1. Do not upload, post, display, or publish Content on OnlyFans that:

2. Shows, promotes, advertises, or refers to “sexually explicit conduct”, which means:

3. actual or simulated sexual intercourse, including genital-genital, oral-genital, anal-genital, or oral-anal, between persons of any sex;

4. actual or simulated masturbation;

5. any exhibition of the anus or genitals of any person which is extreme or offensive;

6. actual or simulated material depicting bodily fluids commonly secreted during sexual conduct;

All existing Content that shows, promotes, advertises, or refers to “sexually explicit conduct” (which has the meaning given to it in section 5(b) of this Policy) must be removed before December 1, 2021, or by any other date which we communicate to Users.

Other sections of the policy that ban deep fakes, drugs, or violence, remain unchanged. In an email to OnlyFans creators, the site specified that “Content containing nudity will continue to be allowed as long as it is consistent with the policy.” 
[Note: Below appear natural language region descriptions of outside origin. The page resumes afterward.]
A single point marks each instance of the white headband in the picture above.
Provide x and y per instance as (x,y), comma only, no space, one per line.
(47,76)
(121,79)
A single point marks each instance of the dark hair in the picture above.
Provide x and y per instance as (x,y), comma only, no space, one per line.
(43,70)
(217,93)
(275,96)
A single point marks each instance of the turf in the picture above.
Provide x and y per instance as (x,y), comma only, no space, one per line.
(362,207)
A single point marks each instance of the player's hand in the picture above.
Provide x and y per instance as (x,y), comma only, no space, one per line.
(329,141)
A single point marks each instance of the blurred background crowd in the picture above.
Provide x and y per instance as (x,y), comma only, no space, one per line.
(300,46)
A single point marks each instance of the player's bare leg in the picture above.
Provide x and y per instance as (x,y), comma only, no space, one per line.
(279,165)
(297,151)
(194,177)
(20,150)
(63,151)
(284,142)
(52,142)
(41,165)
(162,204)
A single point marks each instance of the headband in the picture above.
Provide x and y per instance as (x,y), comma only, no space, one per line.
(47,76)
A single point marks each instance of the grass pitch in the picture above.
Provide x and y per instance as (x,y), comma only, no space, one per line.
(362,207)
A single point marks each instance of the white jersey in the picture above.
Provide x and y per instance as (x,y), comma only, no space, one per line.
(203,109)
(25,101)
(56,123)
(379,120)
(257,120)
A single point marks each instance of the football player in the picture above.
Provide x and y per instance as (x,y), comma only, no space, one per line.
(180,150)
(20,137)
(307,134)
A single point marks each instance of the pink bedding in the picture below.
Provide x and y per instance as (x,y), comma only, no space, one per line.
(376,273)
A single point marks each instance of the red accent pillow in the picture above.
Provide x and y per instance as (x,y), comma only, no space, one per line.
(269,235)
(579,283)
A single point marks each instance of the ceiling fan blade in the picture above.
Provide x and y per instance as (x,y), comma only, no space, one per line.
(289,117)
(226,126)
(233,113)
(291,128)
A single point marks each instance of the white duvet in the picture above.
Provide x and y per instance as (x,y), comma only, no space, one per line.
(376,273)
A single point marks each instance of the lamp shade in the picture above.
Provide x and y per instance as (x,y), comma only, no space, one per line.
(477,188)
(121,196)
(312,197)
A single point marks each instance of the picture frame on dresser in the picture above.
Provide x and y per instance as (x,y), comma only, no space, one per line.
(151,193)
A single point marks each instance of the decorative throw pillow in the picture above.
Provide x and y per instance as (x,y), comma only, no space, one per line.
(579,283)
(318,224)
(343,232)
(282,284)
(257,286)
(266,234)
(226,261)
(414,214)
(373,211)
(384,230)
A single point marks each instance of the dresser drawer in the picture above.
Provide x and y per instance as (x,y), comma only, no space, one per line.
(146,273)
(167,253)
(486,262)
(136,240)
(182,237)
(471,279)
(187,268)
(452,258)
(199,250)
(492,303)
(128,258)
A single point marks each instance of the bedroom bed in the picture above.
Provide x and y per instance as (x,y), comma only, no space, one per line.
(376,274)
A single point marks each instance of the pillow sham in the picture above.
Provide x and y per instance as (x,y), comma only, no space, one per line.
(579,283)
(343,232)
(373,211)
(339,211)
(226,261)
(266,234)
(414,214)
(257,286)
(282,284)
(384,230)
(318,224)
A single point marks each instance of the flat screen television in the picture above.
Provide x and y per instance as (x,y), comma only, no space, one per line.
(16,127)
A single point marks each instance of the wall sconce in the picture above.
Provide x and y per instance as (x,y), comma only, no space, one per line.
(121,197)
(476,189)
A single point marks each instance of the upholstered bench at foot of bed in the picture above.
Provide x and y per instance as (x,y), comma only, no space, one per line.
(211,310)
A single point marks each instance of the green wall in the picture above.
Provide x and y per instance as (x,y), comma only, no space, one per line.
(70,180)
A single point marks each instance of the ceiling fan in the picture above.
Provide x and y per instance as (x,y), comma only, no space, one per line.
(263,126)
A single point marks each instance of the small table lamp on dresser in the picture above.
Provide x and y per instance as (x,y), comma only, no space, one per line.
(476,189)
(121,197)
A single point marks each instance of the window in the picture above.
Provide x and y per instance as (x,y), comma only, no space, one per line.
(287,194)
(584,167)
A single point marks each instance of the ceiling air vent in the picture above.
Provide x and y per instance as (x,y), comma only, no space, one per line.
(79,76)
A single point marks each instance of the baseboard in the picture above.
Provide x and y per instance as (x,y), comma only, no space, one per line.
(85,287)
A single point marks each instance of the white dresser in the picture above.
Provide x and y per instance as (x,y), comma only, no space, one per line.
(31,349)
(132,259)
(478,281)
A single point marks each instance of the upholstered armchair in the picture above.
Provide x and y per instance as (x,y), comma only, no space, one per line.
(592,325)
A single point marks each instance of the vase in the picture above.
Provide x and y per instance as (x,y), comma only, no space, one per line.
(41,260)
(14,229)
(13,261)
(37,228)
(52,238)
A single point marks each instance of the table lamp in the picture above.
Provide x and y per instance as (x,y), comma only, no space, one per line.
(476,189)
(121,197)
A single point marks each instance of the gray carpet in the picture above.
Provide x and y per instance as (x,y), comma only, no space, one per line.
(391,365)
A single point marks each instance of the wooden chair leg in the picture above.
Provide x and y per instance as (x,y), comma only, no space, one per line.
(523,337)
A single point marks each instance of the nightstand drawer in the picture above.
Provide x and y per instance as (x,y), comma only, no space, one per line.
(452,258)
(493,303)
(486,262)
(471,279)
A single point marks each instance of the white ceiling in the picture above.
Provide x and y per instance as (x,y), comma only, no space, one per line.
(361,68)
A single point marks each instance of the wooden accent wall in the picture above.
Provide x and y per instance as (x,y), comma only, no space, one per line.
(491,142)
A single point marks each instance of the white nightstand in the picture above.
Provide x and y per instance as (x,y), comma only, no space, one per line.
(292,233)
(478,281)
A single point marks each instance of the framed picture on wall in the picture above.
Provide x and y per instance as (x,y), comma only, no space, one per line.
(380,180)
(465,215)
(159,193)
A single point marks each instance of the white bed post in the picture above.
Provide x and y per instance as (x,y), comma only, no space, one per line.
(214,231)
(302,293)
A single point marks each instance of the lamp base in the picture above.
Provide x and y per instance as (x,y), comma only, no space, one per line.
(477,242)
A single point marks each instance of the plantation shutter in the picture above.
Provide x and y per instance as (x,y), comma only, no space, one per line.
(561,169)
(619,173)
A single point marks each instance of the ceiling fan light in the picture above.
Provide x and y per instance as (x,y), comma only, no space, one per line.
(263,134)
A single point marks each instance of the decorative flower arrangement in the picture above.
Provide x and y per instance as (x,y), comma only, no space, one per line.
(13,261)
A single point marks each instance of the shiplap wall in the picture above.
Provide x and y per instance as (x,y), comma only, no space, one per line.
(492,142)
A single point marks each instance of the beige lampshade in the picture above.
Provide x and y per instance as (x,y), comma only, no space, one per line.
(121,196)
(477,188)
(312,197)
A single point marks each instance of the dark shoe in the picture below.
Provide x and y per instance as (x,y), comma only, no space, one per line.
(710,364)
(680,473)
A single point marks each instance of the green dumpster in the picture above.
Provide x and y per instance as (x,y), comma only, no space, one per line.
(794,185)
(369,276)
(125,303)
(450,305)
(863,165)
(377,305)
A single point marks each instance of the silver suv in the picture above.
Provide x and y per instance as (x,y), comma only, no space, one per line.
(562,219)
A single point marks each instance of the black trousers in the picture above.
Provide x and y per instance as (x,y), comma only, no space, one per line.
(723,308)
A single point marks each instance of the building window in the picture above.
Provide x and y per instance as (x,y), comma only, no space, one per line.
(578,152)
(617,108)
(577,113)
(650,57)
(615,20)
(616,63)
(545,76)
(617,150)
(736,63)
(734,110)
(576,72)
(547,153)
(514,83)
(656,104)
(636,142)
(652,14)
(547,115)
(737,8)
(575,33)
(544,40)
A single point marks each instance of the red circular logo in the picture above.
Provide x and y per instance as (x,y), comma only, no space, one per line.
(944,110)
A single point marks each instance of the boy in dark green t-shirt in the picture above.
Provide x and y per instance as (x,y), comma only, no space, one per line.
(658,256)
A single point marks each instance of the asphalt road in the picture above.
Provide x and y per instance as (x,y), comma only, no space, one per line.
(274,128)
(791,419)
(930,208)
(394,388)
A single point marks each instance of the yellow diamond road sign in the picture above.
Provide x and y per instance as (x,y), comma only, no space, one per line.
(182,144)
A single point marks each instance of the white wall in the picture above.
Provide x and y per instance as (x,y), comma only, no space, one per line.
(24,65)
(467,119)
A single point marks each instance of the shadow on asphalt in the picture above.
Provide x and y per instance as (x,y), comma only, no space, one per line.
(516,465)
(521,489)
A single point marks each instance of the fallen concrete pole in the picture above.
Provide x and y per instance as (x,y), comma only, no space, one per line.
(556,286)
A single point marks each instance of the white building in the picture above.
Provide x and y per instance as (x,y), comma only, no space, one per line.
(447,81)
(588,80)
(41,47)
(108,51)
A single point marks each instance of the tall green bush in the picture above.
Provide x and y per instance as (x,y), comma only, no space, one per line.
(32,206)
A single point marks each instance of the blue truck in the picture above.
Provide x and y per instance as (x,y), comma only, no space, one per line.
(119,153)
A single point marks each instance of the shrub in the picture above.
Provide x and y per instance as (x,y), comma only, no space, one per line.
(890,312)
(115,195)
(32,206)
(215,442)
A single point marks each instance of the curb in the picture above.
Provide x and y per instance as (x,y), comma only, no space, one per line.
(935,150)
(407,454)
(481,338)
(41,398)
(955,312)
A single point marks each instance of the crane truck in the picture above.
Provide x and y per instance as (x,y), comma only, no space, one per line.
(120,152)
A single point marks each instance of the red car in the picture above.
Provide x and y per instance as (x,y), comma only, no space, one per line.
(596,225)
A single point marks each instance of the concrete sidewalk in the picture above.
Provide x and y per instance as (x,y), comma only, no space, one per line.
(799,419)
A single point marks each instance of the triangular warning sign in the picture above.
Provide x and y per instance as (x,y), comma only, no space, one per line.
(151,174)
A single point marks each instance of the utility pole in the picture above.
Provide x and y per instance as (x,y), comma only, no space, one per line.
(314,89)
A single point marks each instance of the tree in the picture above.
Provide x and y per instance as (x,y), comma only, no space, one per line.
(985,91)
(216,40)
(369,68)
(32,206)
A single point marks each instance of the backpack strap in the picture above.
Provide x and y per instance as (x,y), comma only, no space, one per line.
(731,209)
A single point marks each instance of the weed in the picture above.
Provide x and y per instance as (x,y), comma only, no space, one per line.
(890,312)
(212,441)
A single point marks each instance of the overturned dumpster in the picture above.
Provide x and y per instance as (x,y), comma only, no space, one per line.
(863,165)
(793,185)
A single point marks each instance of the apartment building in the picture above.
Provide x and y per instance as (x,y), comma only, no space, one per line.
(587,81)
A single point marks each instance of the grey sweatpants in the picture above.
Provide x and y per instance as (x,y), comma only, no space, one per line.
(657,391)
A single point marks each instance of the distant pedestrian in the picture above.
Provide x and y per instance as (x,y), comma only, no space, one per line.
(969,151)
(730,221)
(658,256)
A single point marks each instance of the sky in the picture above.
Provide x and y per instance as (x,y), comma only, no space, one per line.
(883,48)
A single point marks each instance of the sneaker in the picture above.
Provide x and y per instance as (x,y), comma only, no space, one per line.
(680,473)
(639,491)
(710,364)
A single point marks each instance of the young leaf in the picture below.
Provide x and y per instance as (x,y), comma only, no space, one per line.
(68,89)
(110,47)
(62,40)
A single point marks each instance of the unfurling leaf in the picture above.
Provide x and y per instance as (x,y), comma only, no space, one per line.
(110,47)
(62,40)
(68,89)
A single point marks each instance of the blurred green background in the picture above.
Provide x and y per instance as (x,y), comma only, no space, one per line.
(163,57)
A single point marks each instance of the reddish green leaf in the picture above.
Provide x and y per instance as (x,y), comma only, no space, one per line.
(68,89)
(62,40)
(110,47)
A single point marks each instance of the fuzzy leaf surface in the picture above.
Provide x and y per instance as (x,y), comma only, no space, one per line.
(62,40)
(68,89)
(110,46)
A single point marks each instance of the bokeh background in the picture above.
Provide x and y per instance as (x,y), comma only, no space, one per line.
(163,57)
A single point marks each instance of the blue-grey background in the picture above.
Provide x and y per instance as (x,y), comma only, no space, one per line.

Posts can show off body parts, but doing anything explicit (or zooming in too close) means they will be in violation. Any breach “may lead to your account being suspended or terminated, and access to your earnings being revoked.”

OnlyFans has largely built its billion-dollar business and brand on sex workers providing exactly the kind of content that’s being banned. Now those content creators have until December 1st to wipe any traces of the suddenly unacceptable content from their profiles.